Sellavision is no longer a canned message of “wait, there is more” to engage. If I were purchasing something off the shelf and am searching for reviews, the marketing message is getting personalised via influence in their areas of “selling”. No longer a TV message is crafted to be accepted by the masses but the same message is sold to me via the influencer whom I enjoy watching, listening, and, whom I believe is an independent consumer just like me.

With the technology I am no nearer to that ultra personalised pair of jeans but I am being marketed to in a personal way into buying that jeans. The privacy settings on social media gives the impression that my data is private. It only means, the marketer doesn’t know my name, email and telephone number. Does the marketer need that information to target me? No. They just need my habits, preferences and what sort of thing I click on.

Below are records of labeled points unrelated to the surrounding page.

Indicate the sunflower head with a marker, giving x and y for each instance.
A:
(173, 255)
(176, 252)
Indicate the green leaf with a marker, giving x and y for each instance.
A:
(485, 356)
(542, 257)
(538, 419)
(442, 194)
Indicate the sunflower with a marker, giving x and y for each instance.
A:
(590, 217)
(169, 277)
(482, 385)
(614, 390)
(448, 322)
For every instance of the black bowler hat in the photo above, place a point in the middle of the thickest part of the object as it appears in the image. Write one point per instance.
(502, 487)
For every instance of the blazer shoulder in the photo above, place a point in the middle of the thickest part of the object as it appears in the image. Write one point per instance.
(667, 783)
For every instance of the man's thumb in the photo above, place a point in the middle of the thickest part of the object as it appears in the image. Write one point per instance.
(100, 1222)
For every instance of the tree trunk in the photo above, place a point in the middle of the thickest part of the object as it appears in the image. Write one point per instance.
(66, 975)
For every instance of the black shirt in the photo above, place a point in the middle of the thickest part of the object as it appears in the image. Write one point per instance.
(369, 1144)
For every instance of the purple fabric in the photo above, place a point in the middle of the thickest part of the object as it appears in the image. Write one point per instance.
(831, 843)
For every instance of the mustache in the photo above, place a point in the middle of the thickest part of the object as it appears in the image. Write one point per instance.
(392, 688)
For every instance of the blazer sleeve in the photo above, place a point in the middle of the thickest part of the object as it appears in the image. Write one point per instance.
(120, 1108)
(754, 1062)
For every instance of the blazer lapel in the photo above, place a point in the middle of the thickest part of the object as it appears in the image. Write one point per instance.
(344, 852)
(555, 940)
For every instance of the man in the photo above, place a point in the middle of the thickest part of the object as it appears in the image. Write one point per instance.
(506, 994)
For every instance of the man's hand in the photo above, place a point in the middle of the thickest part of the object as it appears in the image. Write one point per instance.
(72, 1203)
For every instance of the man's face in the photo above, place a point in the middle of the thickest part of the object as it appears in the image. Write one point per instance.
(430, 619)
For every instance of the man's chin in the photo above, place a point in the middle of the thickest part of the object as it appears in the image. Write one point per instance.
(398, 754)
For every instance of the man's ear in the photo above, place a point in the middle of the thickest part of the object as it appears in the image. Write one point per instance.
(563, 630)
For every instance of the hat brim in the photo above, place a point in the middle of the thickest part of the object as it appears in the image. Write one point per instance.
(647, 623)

This data will help the social media company target marketers who target me. They are less interested in my chats with friends, status updates. They are interested in things that will be shared. So, the less that I am up in arms about on social media, the less information I am giving to the social media company. The more I am incognito, I am less likely to be campaign target.

In the old days, the search engines will rank if a page or a search is high on their list. To get listed you put all sorts of meta tags for SEO – this is free. With Google ads or Facebook ads (which is paid), these social media companies like any other business will favour revenue generating over free services. Ad buying is getting very complicated – on television, you get eyeballs, ie exposure. On social media, the buyer is buying on blind faith. The buyer has no real knowledge how the algo functions, if it functions at all. The argument for this could be, well, politicians are getting the results from putting in effort on internet advertising. Yet it is the sensationalists who are winning at social media. The ones who do not only woe and betide devastating calamity if the other side wins but puts in derogatory, inflammatory remarks against their opponents.

Where does that leave the consumer who would like ultra personalised jeans? It only exists as those ultra body hugging elastic material which looks horrible on those who have dimply knees.